Croyez moi ou non, aucun de ces lieux d’origine supposés ne voit plus ce cépage s’épanouir sur ses sols aujourd’hui !

En revanche, quand la génétique s’en mêle, on met souvent le doigt sur des vérités cachées. Fruit d’un travail de recherche entre l’Université de Californie et le centre de recherche de Montpellier SupAgro, la légende et les mystères de la Syrah sont tombés. C’est une analyse génétique qui montre que la Syrah est en fait à l’origine d’un croisement naturel et spontané entre deux cépages : la Mondeuse Blanche de Savoie avec le Dureza originaire de l’Ardèche.

Ce cépage est donc français et plutôt récent ! Cocorico ! A quand les prochaines surprises ?

Une syrah française et multilingue

Aujourd’hui, la Syrah est largement diffusée dans le monde. Son berceau se situe dans la vallée du Rhône septentrionale, elle migra vers le sud de la France au début du 19ème siècle. Poussée par des résultats encourageants dans la Drôme et le Vaucluse malgré un climat plus chaud, elle s’exporta rapidement à l’extérieur de notre territoire : Californie, Australie (où elle est le cépage principal) sous le nom de Red Hermitage ou Hermitage, Afrique du Sud, Argentine, Chili en sont les principaux exportateurs. Les producteurs méditerranéens comme l’Italie ou la Grèce ne commencèrent à s’y intéresser que dans les années 50.

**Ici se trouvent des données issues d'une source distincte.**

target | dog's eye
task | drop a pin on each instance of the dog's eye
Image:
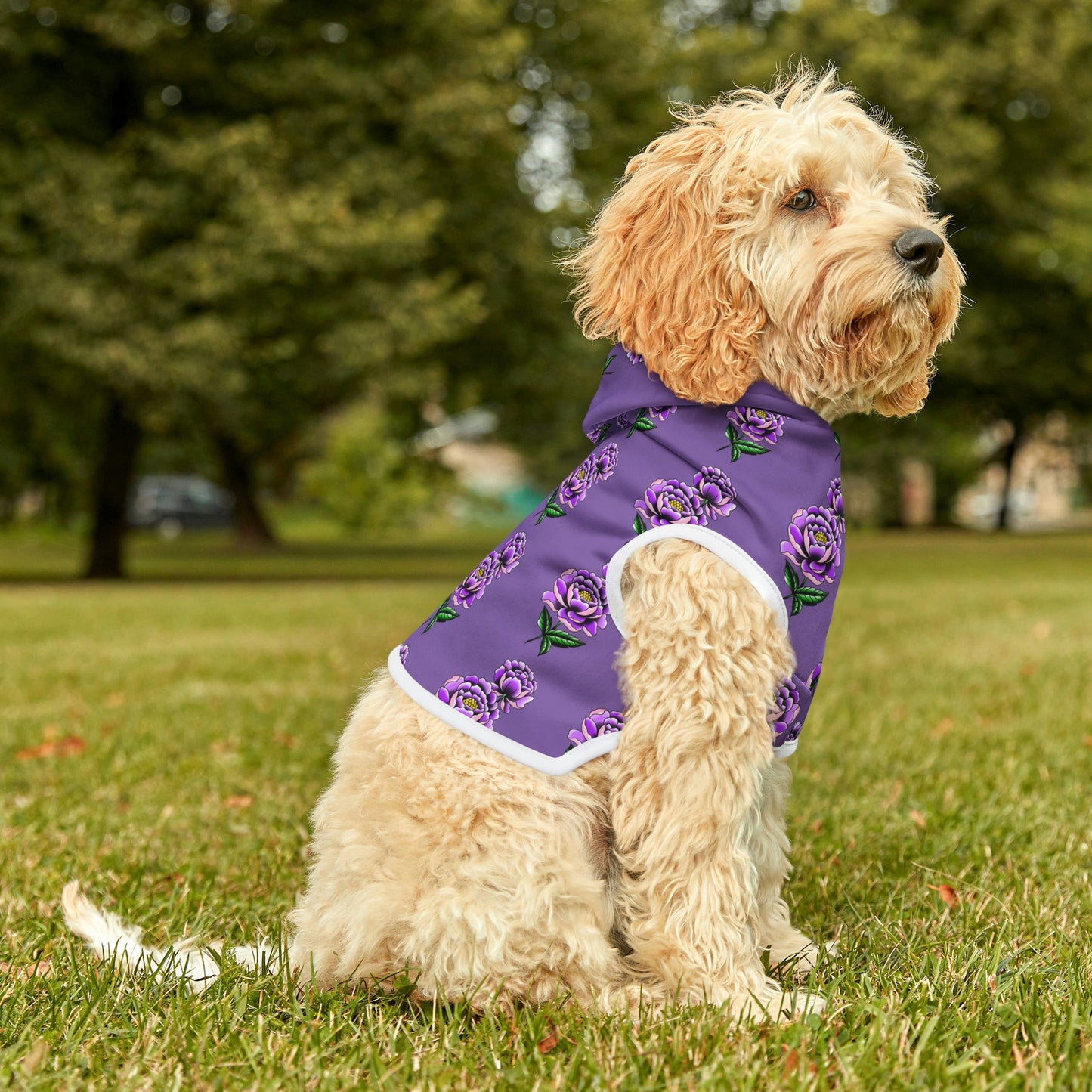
(802, 201)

En France la culture de la Syrah a connu de fortes expansions passant de 1 608 hectares en 1958 à 68 600 en 2007. Avec 43 200 hectares, le Languedoc-Roussillon a la plus grande surface de plantation.

Ce cépage compose l’encépagement de nombreuses AOC des Côtes du Rhône : Côte-Rôtie, Cornas, Saint-Joseph, Hermitage, Châteauneuf du Pape pour ne citer qu’elles.

Sa culture en Languedoc est plus récente pour les AOC Coteaux du Languedoc : Saint-Chinian, Faugères, Minervois, Corbières, Fitou, Côtes du Roussillon, Banyuls, Maury, Rivesaltes etc.

Son succès est incontestable sur la planète vin. Pourquoi ? La Vallée du Rhône dans les années 1980, a connu un élan de popularité chez les amateurs à un tel point que la Syrah est devenue une référence universelle.

Chaque année a lieu un concours confrontant les meilleures Syrah du monde. En 2010 avait lieu la quatrième confrontation : pas moins de 387 échantillons ont été dégustés par des professionnels venus du monde entier.

Pas si capricieuse que cela cette Syrah

A l’aise dans tous les sols et les climats, la Syrah est une baroudeuse. De vigueur et de fertilité moyenne, elle fait face à la sécheresse des Côtes du Rhône, du Languedoc Roussillon sans grande difficulté. Schiste, granit, galets roulés, gneiss lui conviennent si bien que c’est sur les terres caillouteuses et chaudes où les sols sont moyennement fertiles et bien drainés qu’elle donne des vins puissants et complexes.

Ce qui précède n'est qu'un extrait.